Frigya'sı da böyle Yazılıtaş’ı da böyle,

Urartu'su da böyle Hitit'i de böyle...

Eskiden Batılı Arkeologlar buluntuları çalıp çırpıp ülkelerine kaçırıyor, Anadolu tarihini uyduruk “Helen Uygarlığı” diye bize yutturmaya çalışıyorlardı. Şimdilerde bilim aksini ispatlamayı başarıyor.


Buna bir örnek de Assos. Assos'u kuranlar da Ön-Türklerin bir kolu Lelegler ve Pelasglar çıktı. 

Atatürk Alacahöyük kazılarını yaptırdığında,

“Benim hayatta yegâne övüncüm, servetim Türklük'ten başka bir şey değildir. Bana, insanlar üstünde bir doğuş yöneltmeğe kalkışmayınız. Doğuşumdaki tek olağanüstülük, Türk olarak dünyaya gelmemdir. Bu memleket tarihte Türk'tü, bugün de Türk'tür ve sonsuza dek Türk olarak yaşayacaktır.” Demiştir.

Çeşitli araştırmalar gösteriyor ki Anadolu uygarlığını eski Yunan'ın kurduğu tezi doğru değildir.

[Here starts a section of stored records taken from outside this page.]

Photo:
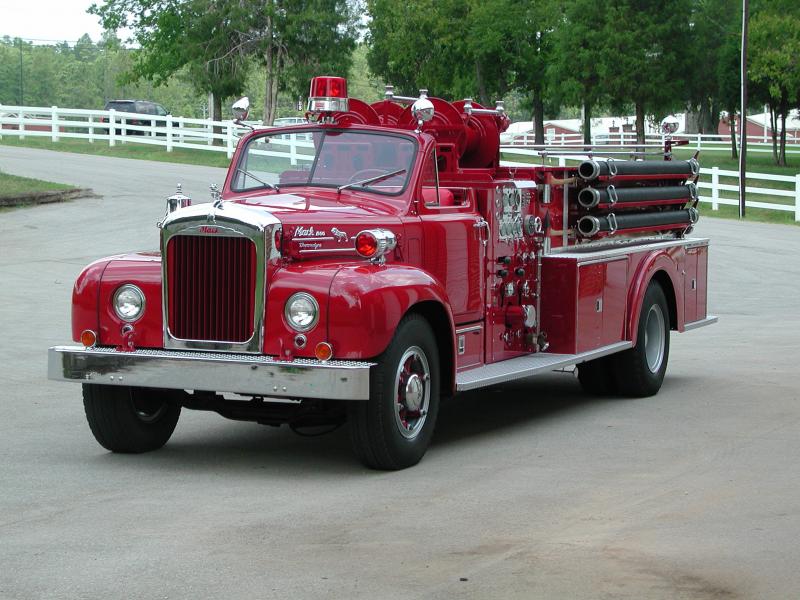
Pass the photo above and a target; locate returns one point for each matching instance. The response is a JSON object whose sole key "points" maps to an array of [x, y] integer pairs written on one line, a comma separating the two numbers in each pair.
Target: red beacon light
{"points": [[375, 243], [328, 94]]}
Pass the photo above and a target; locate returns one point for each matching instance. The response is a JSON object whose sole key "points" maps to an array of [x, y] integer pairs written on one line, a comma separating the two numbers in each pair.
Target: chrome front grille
{"points": [[212, 282]]}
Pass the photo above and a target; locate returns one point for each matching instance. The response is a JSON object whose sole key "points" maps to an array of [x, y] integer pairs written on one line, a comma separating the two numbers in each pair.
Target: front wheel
{"points": [[392, 430], [130, 420], [639, 372]]}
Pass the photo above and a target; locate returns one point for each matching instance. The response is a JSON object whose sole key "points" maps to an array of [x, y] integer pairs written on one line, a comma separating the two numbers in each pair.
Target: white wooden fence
{"points": [[114, 127], [697, 141]]}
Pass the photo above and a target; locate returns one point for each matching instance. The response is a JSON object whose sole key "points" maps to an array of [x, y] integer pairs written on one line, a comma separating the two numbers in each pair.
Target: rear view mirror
{"points": [[241, 108]]}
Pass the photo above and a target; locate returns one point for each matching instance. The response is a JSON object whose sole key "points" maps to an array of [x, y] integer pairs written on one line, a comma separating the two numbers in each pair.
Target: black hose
{"points": [[590, 197], [590, 226], [592, 169]]}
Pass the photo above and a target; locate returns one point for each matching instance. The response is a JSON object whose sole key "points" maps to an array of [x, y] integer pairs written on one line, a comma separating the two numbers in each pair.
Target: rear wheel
{"points": [[640, 371], [130, 420], [392, 430]]}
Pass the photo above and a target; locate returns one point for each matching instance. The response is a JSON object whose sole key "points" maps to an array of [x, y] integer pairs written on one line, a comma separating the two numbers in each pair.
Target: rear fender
{"points": [[664, 267]]}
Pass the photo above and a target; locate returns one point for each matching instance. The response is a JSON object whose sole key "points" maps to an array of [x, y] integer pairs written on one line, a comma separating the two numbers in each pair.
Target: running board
{"points": [[525, 366]]}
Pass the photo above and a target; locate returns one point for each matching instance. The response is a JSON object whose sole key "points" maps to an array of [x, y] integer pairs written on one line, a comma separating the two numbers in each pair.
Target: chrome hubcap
{"points": [[412, 392], [654, 338]]}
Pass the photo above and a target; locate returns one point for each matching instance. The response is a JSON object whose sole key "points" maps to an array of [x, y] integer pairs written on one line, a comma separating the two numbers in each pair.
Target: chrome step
{"points": [[525, 366]]}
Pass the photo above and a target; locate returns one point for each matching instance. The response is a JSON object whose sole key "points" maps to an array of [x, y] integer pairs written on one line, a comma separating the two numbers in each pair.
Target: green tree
{"points": [[644, 60], [194, 35], [575, 70]]}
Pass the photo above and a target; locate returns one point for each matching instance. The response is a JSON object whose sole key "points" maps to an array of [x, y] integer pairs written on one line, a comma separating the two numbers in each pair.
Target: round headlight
{"points": [[302, 311], [128, 302]]}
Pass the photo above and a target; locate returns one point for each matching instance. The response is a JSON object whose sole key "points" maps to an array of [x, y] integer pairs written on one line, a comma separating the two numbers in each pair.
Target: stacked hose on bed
{"points": [[636, 196]]}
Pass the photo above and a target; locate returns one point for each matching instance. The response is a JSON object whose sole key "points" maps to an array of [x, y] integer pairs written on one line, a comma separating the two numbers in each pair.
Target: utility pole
{"points": [[743, 112]]}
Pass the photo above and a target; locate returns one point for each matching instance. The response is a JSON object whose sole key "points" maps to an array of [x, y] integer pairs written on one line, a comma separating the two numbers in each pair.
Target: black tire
{"points": [[376, 426], [130, 420], [597, 376], [635, 374]]}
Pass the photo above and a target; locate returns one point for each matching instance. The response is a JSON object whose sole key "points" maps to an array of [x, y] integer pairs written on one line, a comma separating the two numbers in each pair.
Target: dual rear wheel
{"points": [[639, 371]]}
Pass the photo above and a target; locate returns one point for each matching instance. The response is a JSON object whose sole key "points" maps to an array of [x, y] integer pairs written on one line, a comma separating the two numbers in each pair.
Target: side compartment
{"points": [[583, 302], [696, 283]]}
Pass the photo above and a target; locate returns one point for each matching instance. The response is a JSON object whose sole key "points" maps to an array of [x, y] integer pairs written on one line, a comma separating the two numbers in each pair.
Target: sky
{"points": [[59, 20]]}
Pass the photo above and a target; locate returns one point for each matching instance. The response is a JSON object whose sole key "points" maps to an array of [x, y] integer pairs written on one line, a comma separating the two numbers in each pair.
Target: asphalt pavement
{"points": [[530, 489]]}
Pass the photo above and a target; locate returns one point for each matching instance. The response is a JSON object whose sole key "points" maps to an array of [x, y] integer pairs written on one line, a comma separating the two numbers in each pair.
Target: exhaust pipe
{"points": [[591, 197], [590, 225], [589, 170]]}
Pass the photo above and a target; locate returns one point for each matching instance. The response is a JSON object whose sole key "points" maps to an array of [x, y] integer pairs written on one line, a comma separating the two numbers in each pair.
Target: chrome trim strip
{"points": [[211, 371], [470, 329], [700, 323], [526, 366], [604, 259], [222, 219]]}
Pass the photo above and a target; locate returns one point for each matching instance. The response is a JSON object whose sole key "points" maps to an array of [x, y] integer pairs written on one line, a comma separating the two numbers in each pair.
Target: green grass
{"points": [[127, 150], [13, 185]]}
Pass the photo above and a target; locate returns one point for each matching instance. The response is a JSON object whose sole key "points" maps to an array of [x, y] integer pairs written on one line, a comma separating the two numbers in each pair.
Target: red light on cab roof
{"points": [[328, 87]]}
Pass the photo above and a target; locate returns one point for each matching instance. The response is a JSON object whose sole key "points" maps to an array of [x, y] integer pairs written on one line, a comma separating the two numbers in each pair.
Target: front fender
{"points": [[663, 261], [86, 298], [367, 302]]}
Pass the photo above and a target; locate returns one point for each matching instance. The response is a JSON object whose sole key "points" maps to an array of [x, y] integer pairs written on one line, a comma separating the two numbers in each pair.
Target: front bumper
{"points": [[254, 375]]}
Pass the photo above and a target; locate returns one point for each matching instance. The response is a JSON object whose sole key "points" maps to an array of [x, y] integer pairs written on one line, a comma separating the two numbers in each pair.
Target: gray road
{"points": [[530, 490]]}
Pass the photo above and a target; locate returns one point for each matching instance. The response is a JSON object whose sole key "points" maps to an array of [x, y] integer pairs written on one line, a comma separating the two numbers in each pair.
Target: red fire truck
{"points": [[361, 266]]}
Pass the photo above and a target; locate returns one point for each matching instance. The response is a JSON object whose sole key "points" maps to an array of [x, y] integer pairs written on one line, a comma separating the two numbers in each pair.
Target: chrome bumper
{"points": [[212, 371]]}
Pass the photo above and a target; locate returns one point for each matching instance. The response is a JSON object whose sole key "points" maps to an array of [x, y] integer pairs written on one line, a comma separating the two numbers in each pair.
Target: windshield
{"points": [[376, 162]]}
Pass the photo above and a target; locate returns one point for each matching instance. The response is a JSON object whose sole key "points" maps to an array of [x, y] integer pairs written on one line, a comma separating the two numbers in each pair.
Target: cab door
{"points": [[453, 242]]}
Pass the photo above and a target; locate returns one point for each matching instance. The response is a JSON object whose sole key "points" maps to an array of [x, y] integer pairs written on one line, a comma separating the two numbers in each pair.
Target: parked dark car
{"points": [[144, 107]]}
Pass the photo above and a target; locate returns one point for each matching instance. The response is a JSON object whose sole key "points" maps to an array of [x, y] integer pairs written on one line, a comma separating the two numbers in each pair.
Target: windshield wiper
{"points": [[261, 181], [371, 179]]}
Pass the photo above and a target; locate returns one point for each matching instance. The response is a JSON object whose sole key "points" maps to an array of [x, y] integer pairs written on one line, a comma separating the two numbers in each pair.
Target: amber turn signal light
{"points": [[88, 338], [323, 351]]}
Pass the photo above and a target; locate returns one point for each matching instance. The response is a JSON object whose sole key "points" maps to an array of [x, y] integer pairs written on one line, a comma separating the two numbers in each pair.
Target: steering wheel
{"points": [[366, 174]]}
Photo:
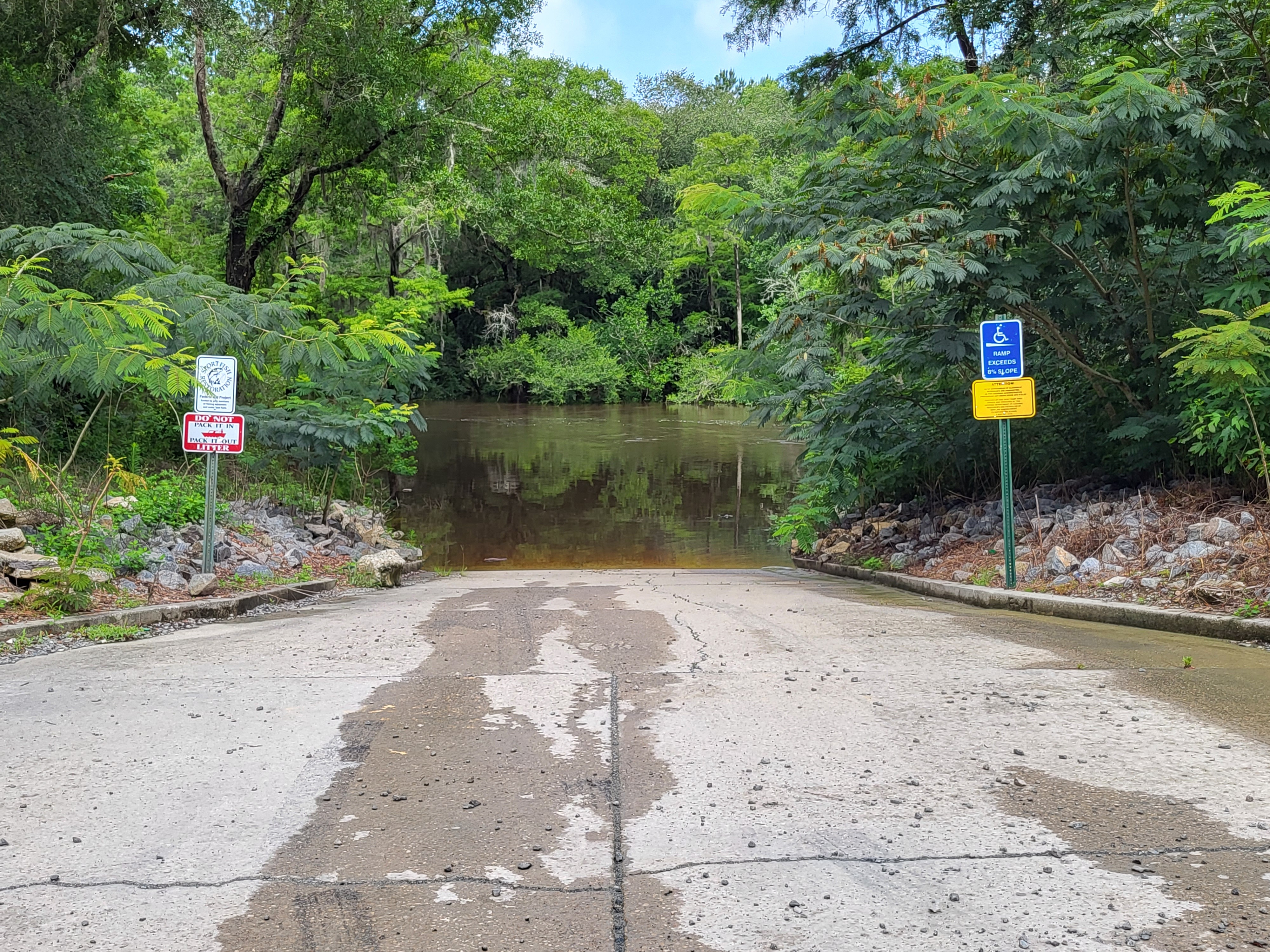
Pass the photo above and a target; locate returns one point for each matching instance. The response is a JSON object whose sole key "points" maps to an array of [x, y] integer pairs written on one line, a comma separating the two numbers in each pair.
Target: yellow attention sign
{"points": [[1005, 399]]}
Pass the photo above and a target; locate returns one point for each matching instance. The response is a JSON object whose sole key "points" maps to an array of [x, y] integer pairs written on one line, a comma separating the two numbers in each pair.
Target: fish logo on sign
{"points": [[214, 433], [217, 392], [1001, 350]]}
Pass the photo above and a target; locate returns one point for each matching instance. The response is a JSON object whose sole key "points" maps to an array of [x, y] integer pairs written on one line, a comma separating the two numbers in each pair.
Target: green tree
{"points": [[1227, 360], [730, 164], [324, 87]]}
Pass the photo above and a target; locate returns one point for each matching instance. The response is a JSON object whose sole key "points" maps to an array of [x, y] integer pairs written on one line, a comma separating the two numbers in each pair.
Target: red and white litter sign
{"points": [[214, 433]]}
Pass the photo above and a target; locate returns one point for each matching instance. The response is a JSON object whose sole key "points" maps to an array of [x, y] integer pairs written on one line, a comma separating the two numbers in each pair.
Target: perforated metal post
{"points": [[1008, 503], [210, 516]]}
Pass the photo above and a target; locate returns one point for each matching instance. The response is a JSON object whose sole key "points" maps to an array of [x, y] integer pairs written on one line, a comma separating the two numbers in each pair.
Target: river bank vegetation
{"points": [[374, 204]]}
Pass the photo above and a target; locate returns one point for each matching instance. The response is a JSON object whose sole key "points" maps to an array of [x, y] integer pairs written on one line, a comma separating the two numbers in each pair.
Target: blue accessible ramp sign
{"points": [[1001, 350]]}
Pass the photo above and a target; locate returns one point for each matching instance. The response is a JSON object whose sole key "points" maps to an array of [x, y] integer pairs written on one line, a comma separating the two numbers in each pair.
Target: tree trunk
{"points": [[394, 257], [963, 40], [239, 260], [712, 299]]}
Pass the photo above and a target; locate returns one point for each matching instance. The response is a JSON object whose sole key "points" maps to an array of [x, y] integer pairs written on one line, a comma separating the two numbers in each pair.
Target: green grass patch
{"points": [[984, 577], [110, 633]]}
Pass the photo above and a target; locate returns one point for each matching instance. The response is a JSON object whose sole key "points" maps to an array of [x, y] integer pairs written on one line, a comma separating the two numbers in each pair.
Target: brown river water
{"points": [[516, 487]]}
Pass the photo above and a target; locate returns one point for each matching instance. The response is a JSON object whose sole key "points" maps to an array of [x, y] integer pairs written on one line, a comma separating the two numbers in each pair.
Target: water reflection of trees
{"points": [[576, 494]]}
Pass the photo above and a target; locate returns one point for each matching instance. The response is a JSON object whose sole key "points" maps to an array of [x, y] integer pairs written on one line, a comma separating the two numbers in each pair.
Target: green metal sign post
{"points": [[1001, 395], [217, 397], [1008, 503], [210, 515]]}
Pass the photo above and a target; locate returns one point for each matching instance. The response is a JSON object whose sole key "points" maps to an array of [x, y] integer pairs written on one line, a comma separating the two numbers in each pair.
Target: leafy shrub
{"points": [[135, 559], [554, 370], [110, 633], [62, 543], [172, 499], [62, 592]]}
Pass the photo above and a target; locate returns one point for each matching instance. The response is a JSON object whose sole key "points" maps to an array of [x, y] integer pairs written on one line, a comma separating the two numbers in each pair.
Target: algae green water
{"points": [[515, 487]]}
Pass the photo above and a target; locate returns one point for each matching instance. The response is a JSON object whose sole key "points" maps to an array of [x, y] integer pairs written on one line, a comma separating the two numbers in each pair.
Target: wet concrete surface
{"points": [[646, 761]]}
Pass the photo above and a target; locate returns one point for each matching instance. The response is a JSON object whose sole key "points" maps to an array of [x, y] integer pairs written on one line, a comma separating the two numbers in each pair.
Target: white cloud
{"points": [[575, 29]]}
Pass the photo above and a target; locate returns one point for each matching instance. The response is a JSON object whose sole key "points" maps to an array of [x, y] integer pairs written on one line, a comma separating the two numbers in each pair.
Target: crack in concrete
{"points": [[615, 803], [304, 882], [1047, 854]]}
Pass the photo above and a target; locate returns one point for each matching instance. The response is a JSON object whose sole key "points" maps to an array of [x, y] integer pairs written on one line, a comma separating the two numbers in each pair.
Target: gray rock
{"points": [[170, 581], [1060, 562], [204, 585], [387, 567], [12, 540], [1197, 549], [1225, 530], [1126, 546], [27, 565]]}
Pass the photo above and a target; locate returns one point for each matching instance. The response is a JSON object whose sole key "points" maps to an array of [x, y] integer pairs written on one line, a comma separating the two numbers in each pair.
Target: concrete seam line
{"points": [[977, 857], [615, 803], [176, 611], [295, 880], [1085, 610]]}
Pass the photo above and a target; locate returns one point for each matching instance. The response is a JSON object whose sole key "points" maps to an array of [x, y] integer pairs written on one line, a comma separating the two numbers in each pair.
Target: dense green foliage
{"points": [[502, 225], [1071, 183]]}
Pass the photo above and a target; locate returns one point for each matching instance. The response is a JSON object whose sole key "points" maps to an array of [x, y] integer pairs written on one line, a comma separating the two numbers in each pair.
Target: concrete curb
{"points": [[1085, 610], [175, 611]]}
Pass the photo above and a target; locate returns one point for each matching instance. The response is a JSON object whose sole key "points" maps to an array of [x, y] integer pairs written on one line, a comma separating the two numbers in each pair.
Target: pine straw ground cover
{"points": [[1234, 579]]}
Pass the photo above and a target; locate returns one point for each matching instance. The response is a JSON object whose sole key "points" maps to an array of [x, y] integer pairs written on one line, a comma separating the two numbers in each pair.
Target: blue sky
{"points": [[645, 37]]}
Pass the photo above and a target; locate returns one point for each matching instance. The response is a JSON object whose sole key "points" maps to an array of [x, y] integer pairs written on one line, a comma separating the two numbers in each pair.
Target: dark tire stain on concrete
{"points": [[450, 830]]}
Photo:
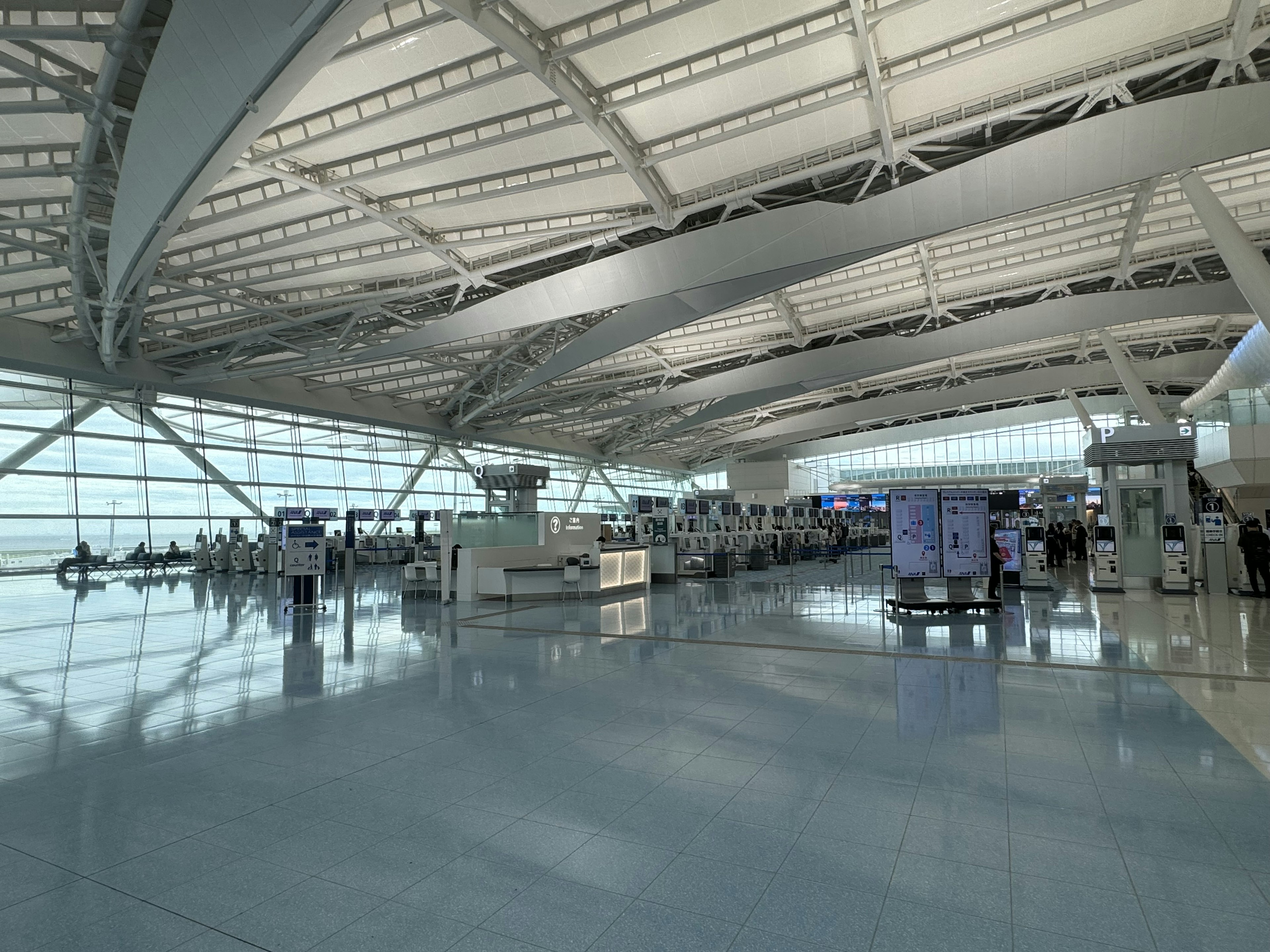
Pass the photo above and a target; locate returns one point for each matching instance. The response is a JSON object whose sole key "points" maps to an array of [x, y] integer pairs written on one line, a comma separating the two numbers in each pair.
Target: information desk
{"points": [[529, 582], [619, 571]]}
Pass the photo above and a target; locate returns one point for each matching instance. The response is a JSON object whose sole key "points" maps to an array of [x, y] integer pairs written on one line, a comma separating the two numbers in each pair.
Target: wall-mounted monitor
{"points": [[1175, 539], [1005, 502]]}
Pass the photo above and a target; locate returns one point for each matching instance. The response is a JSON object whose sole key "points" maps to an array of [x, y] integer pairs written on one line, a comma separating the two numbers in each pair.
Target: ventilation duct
{"points": [[1248, 366]]}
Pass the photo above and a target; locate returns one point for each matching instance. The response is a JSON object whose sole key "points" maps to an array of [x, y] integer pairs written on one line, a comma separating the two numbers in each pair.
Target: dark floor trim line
{"points": [[878, 653]]}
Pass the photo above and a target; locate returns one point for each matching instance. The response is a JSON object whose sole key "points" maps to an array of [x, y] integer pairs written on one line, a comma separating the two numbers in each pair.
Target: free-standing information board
{"points": [[964, 526], [304, 550], [915, 532]]}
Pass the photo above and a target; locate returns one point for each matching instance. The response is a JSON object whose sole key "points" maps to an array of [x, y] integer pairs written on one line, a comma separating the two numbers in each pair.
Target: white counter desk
{"points": [[625, 569]]}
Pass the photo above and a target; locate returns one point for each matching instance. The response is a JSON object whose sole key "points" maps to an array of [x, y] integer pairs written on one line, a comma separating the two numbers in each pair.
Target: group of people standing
{"points": [[1064, 540]]}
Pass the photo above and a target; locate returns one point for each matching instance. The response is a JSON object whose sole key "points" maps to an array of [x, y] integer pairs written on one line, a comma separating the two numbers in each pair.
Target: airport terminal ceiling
{"points": [[655, 231]]}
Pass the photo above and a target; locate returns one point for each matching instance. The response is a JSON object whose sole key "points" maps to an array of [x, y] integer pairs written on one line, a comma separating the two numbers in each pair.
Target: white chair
{"points": [[423, 572], [572, 577]]}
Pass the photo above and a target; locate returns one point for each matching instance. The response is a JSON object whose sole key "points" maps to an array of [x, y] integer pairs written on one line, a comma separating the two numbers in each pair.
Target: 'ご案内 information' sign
{"points": [[915, 532], [964, 527]]}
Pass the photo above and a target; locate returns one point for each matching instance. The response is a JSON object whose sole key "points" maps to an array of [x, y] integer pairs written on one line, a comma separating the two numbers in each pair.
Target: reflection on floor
{"points": [[182, 766]]}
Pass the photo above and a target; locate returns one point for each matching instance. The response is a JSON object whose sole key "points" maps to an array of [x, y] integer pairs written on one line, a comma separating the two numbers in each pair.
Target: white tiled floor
{"points": [[183, 767]]}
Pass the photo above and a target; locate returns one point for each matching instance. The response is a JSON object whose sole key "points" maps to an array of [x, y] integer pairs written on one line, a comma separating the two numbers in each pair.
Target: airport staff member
{"points": [[1256, 555]]}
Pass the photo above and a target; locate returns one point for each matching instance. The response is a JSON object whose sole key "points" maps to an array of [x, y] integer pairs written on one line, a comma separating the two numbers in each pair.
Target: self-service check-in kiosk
{"points": [[202, 555], [1107, 560], [1176, 562], [1036, 574]]}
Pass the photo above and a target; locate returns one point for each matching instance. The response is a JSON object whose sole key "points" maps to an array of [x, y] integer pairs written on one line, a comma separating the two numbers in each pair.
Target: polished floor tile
{"points": [[185, 767]]}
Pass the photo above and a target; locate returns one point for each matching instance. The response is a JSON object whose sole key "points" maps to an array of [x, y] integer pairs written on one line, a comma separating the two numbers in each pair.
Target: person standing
{"points": [[999, 560], [1256, 555], [1080, 540], [1057, 546]]}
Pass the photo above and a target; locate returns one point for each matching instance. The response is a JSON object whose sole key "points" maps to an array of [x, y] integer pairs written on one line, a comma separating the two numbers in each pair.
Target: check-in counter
{"points": [[623, 569]]}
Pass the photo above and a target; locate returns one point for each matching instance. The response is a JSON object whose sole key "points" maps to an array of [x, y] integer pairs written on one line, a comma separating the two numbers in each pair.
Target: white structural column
{"points": [[1146, 404], [1241, 44], [41, 442], [877, 92], [1081, 413], [1245, 262]]}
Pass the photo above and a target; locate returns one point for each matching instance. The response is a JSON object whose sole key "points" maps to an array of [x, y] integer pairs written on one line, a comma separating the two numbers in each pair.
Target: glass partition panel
{"points": [[496, 530], [1141, 517]]}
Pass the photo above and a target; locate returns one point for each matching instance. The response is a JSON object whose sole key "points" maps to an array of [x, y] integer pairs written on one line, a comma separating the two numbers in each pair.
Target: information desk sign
{"points": [[1213, 518], [304, 550], [915, 532], [964, 526]]}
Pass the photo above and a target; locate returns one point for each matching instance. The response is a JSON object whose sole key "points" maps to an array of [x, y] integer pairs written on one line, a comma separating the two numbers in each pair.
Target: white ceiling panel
{"points": [[755, 150], [685, 36], [737, 92], [752, 129]]}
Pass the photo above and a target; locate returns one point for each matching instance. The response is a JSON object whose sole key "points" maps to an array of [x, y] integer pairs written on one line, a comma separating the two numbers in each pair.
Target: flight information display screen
{"points": [[915, 532], [964, 526]]}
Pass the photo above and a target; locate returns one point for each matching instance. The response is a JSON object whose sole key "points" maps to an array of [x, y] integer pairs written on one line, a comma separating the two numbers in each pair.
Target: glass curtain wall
{"points": [[120, 468], [1051, 447]]}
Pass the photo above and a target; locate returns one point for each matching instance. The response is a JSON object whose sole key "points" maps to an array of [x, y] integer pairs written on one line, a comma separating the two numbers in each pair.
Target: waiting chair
{"points": [[572, 577]]}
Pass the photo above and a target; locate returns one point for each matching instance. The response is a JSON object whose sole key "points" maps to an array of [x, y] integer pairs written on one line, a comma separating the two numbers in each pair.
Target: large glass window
{"points": [[83, 462], [1052, 447]]}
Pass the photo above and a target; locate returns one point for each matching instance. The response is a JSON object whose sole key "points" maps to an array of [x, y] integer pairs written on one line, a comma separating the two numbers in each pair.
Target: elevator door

Tabii ki Göbeklitepe Turukku krallığı ve yine Urumiye deki Urmu da Ön-Türk uygarlığıdır.

S.N Kramer ile Prof. Osman Turan hoca, “Sümerce ‘deki 950 kelimenin kökeni Türkçedir” dedi.


Yunan’a, Helen’e bağlamaya çalışan tarihçiler suspus oldular.

Bu kelimeler Türkçe değil de örneğin Yunanca veya Ermenice çıksaydı!!??

O zaman dünyayı ayağa kaldırırlardı.

Bugün pek çokları kökenlerini Sakalara /İskitlere bağlama telaşında.

Hemen hepsi köklerini Azerbaycan’ın Gobulistanına, Albania'sina, Gabanasına ve daha kuzeyine bağlamaya başladı...

 


Çünkü tarihte biraz geri gidince kökleri olmadığını öğrendiler.

Antik Yunan tanrılarının bile Mısırdan çalıntı olduğunu öğrendiler. 

Bunu ilk kez Herodot da demişti ama her ne hikmetse unutmuşlardı.

 

Türklüğümüzle Atatürk gibi gurur duymalıyız.